The Minister of Food and Agriculture, Dr Owusu Afriyie Akoto, has given an assurance that the Fall Army Worm (FAW), invasion which affected thousands of farmlands in the country, has been defeated.
“Let me assure you that the Fall Army Worm has been defeated in Ghana. I can tell you that,” he stressed, adding that the bumper harvest expected under the government’s flagship programme, ‘Planting for Food and Jobs’ would be realised.
In an interview with the Daily Graphic in Accra on Wednesday, Dr Akoto said the bumper harvest was on its way, saying: “At the moment, we are busily organising storage facilities, warehouses and so on to receive the bumper crop and I promise Ghanaians that the bumper crop is on its way.”
He said the ministry was monitoring what was going on all over the country and was happy to announce that all was set for a bumper harvest this year.
War against FAW
Dr Akoto dismissed claims that the ministry’s fight against the FAW was losing grounds, describing such statements as “propaganda being orchestrated by opponents of the government.”
He admitted that 121,000 hectares of farmlands were affected across the country by the worms, out of which 14,000 were destroyed.
Dr Akoto indicated that 14,000 hectares of farmlands destroyed by the worm could not be generalised as “all farmlands”, adding that although the ministry was not disputing the fact that the FAW devastated farmlands, the quick response by the ministry with the chemicals brought the worms attack under control.
“We were able to intervene at the appropriate time with the quantity of the chemicals that we had, so that the farmlands that had been attacked, we were able to spray to control them,” he said, adding that the peak period of the attack of the worms, especially in the southern sector, was over.
Dr Akoto said currently, the ministry was aware that there were still signs of the worms in some parts of the northern sector of the country, and gave an assurance that there were sufficient chemicals to deal with the situation.
The minister, however, said the challenge was that some of the farmlands being affected by the worms were in the hinterlands, away from the district capitals, where the farmers did not bother to report to the agric officers for assistance.
He explained that the worms could only attack the soft tissue of the plant and “once the tissue is hardened, they cannot attack it any more,” adding that at that level, the plant was protected until harvest time.
Dr Akoto said the bumper harvest was being anticipated from the government’s flagship programme and hinted that the ministry was arranging for more silos and warehouses in its anticipation.
He said so far, 275 warehouses which were constructed to store cocoa in some parts of the country had been taken over by the ministry for rehabilitation to serve as warehouses for the crops to be harvested.
Dr Akoto announced that the warehouses would be allocated to traders and associations who would be licensed by the ministry as recognised buying companies “so that we can regulate them”.

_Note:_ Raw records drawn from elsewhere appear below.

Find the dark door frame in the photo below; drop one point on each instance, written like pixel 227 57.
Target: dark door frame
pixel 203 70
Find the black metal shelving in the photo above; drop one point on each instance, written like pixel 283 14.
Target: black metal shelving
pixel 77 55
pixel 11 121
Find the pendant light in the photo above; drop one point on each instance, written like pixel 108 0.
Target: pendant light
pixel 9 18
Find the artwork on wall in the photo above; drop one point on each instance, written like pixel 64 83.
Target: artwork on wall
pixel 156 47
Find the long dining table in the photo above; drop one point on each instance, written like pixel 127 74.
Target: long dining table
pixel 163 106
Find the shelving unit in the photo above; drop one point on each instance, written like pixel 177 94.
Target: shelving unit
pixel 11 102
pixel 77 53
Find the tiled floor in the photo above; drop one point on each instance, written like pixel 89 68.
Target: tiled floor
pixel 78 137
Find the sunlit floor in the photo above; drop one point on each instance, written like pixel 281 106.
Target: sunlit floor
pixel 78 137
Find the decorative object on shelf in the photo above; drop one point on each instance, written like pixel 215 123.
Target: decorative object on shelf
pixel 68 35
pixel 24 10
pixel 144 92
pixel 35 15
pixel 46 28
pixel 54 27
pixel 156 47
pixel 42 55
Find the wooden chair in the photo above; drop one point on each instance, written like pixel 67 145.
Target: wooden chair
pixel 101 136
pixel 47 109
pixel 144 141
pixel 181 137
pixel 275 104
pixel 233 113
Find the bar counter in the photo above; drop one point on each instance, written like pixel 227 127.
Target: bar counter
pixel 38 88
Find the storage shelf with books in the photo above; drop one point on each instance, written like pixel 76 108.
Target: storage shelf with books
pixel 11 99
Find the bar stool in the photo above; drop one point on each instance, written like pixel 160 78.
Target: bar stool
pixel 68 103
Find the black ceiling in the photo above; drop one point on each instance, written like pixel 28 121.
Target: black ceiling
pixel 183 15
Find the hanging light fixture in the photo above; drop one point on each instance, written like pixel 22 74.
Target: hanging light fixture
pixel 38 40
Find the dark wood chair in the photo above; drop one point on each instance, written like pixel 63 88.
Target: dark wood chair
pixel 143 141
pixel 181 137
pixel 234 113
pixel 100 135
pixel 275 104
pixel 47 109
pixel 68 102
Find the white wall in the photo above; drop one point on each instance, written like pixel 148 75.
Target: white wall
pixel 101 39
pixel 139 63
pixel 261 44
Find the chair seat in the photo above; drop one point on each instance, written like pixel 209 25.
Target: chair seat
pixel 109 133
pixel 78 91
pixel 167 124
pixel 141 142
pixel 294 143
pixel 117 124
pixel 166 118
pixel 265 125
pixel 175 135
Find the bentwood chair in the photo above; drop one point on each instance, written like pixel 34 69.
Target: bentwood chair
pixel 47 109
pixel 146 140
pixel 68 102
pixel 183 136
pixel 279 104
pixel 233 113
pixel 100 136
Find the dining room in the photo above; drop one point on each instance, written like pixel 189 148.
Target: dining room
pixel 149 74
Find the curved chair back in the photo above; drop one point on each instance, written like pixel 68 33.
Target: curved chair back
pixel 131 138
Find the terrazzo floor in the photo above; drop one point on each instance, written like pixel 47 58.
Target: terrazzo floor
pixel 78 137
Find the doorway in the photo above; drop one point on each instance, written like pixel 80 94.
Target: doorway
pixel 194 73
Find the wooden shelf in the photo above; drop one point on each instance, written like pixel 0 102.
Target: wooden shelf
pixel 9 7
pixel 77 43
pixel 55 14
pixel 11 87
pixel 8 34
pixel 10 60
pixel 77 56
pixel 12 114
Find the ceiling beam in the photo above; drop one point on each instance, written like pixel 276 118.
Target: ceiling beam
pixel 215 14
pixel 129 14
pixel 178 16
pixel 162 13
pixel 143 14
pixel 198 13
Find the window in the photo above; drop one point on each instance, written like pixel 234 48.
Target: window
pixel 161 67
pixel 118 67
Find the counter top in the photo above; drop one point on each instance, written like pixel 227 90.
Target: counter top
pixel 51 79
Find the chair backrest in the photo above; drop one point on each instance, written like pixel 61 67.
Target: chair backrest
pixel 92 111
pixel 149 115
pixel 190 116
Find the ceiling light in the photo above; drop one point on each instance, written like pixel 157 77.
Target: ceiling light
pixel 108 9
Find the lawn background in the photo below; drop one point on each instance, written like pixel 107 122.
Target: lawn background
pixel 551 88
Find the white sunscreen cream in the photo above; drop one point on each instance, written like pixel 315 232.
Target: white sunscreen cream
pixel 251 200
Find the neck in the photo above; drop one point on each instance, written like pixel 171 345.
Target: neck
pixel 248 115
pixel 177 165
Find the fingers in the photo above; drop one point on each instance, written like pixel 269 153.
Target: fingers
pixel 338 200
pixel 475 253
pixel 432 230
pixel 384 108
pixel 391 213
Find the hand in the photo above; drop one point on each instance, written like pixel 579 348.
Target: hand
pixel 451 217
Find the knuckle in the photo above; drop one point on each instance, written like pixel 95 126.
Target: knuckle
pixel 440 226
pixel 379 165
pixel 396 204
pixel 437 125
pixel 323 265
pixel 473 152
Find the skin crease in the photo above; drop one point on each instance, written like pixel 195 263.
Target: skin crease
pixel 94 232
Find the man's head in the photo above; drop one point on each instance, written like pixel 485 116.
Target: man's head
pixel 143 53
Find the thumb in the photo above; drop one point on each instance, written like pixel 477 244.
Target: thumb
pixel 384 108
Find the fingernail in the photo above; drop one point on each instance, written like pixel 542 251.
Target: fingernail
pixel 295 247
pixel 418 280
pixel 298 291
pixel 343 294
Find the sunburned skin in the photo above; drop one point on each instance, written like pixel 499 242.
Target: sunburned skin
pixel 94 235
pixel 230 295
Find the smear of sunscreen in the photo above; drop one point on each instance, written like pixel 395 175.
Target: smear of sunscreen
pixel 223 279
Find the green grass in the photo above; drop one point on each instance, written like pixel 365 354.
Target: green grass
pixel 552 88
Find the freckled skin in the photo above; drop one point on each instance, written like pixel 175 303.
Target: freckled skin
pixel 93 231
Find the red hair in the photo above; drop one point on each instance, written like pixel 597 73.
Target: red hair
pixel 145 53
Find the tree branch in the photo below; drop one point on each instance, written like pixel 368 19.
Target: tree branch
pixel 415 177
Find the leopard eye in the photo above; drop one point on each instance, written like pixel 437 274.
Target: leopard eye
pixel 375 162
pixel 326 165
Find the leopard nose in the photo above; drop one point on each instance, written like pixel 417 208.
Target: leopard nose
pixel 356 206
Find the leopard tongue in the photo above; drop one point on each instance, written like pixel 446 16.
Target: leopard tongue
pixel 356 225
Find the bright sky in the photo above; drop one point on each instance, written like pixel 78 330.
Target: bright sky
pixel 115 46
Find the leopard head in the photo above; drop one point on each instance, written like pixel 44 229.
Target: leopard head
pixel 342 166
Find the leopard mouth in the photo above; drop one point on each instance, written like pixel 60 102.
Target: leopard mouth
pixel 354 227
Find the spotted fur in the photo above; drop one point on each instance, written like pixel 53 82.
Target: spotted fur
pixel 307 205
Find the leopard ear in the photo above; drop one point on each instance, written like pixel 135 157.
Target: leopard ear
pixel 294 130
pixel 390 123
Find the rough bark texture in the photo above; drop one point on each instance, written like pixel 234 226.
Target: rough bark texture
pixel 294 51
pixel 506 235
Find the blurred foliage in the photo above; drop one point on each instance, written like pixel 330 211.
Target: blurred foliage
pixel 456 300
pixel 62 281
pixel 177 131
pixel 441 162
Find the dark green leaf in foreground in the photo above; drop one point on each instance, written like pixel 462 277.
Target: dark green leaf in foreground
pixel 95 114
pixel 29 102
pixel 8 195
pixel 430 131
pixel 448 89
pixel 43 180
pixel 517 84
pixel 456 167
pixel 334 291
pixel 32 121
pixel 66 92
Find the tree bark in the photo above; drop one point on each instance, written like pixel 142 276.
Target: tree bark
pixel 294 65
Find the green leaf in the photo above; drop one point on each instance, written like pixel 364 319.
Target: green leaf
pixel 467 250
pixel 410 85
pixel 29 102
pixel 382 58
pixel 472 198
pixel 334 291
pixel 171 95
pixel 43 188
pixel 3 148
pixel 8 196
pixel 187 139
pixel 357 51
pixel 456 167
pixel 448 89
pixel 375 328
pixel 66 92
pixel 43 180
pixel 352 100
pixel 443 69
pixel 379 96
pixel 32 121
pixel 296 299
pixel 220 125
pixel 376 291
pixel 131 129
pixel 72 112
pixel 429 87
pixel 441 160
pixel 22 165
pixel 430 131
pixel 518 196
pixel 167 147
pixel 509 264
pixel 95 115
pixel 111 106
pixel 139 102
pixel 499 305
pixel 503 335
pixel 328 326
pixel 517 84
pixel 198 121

“We are coming with a well-organised market, putting the private sector in charge, linking up with the government procurement capabilities so that school feeding programme, food for the prison service, barracks and hospitals will be the first option to buy the food,” Dr Akoto said.
He said he had had meetings with 90 traders who registered as licensed buyers a month ago and about two weeks ago, 120 of them also converged on Accra for a meeting where the ministry negotiated with them on how much would be paid to the farmer at the farm gate.
He said the ministry anticipated that such a move would ultimately lead to the reduction of food prices in the country.